Un tribunal guatémaltèque révoque l'assignation à résidence accordée au célèbre journaliste José Rubén Zamora

Une cour d'appel guatémaltèque a récemment révoqué mardi le journaliste José Rubén Zamora, reconnu pour ses dénonciations contre la corruption et qui est en prison depuis près de deux ans pour blanchiment d'argent.

Le parquet spécial guatémaltèque contre la corruption a fait appel de la décision d'un tribunal en mai dernier de l'assigner à résidence afin qu'il puisse être libéré.

Cette mesure de substitution a annulé l'une des deux peines de prison prononcées contre le journaliste pour deux affaires différentes que le parquet poursuit contre le communicateur et pour lesquelles il n'est jamais sorti de prison.

Zamora, 67 ans, est en prison depuis juillet 2022, date à laquelle il a été accusé par le ministère public de blanchiment d'argent, pour un montant d'environ 38 000 dollars, et en juin de l'année dernière, il a été emprisonné. . La peine a également été suspendue par décision de justice en raison d'erreurs de procédure.

Le journaliste a nié ces accusations et a mis en doute le fait qu'au procès il n'ait pas été autorisé à fournir des preuves en sa faveur pour clarifier l'origine de l'argent.

Dans leur décision, les magistrats de la cour d'appel soutiennent que la défense de Zamora n'a pas présenté les moyens de démontrer que les circonstances qui ont motivé l'ordonnance initiale d'emprisonnement avaient changé.

Lorsque le juge chargé de l'affaire a ordonné son emprisonnement il y a deux ans, il a déclaré qu'il l'avait fait parce que Zamora disposait d'un moyen de communication qu'il pouvait utiliser pour faire obstacle à l'enquête.
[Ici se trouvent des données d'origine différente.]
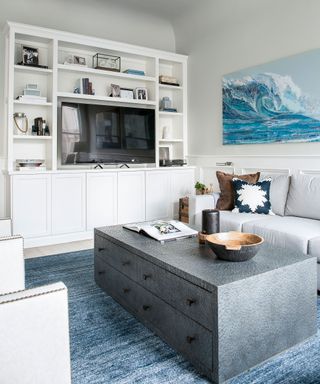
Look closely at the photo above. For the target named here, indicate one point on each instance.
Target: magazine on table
(162, 230)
Le journal El Periódico, dont le journaliste était le fondateur, a disparu il y a un an.

La chambre d’appel a également utilisé comme argument une formalité procédurale – faute d’informations précises – pour remettre en question le fait que dans l’audio enregistré lors de l’audience au cours de laquelle l’assignation à résidence a été accordée « il n’est pas entendu que la défense, ainsi qu’aucun des les sujets de procédure (…) indiquent quel tribunal est celui qui a délivré l'ordre de détention préventive et la date de celui-ci.
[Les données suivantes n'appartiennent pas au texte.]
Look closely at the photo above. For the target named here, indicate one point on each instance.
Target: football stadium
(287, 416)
En conséquence, il a ordonné au tribunal qui a émis la mesure en faveur de Zamora d'effectuer certaines procédures et ensuite de prendre à nouveau une décision concernant la demande d'assignation à résidence au lieu de prison.
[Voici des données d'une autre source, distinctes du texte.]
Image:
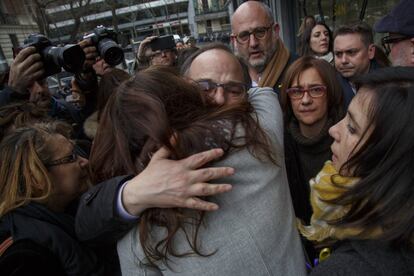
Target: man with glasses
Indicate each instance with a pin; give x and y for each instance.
(354, 53)
(399, 24)
(255, 37)
(165, 56)
(218, 73)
« Ce que la Cour a fait est du pur harcèlement, c'est une guerre psychologique menée par l'accusation et les plaignants contre mon père ; Ils démontrent leur désespoir de continuer à retarder le processus de manière malveillante », a déclaré José Zamora Marroquín, le fils du journaliste.

Zamora Marroquín a expliqué que la résolution ne fait rien d'autre qu'ordonner au tribunal d'accomplir quelques formalités supplémentaires. « Nous savons que tôt ou tard, mon père sera déclaré innocent et libéré », s'est-il défendu.

« Le plus étrange, c'est que dans les cas de grande corruption, le parquet ne fait pas appel des décisions en faveur des corrompus, mais lorsqu'il s'agit de criminaliser des agents de la justice ou des journalistes, il fait appel de tout », a interrogé le fils du communicateur.

Plusieurs organisations internationales telles que le Comité pour la protection des journalistes (CPJ), l'Association interaméricaine de la presse et d'autres ont élevé la voix en faveur des journalistes et dénoncé le fait qu'ils soient criminalisés pour avoir enquêté sur des faits de corruption.

Zamora était président du journal guatémaltèque El Periódico, un journal matinal spécialisé dans les plaintes anti-corruption disparues après son arrestation.

Le journaliste considère que les publications dans les médias sur des cas de corruption dans le système judiciaire et pendant le gouvernement de l'ancien président Alejandro Giammattei ont motivé la persécution du parquet contre lui. La procureure générale Consuelo Porras, sanctionnée aux États-Unis pour atteinte à la démocratie et à la lutte contre la corruption, a été nommée par Giammattei.

Zamora a reconnu dans une récente interview avec PA de sa cellule que ses conditions de détention s'étaient améliorées après l'arrivée au pouvoir du président Bernardo Arévalo en janvier dernier.

Le président a maintenu une confrontation avec le procureur Porras, à qui il a demandé sa démission, car pendant la période électorale le chef du Ministère Public a lancé une attaque judiciaire contre le parti du candidat d'alors, contre Arévalo lui-même et contre le processus électoral. cela a été annulé.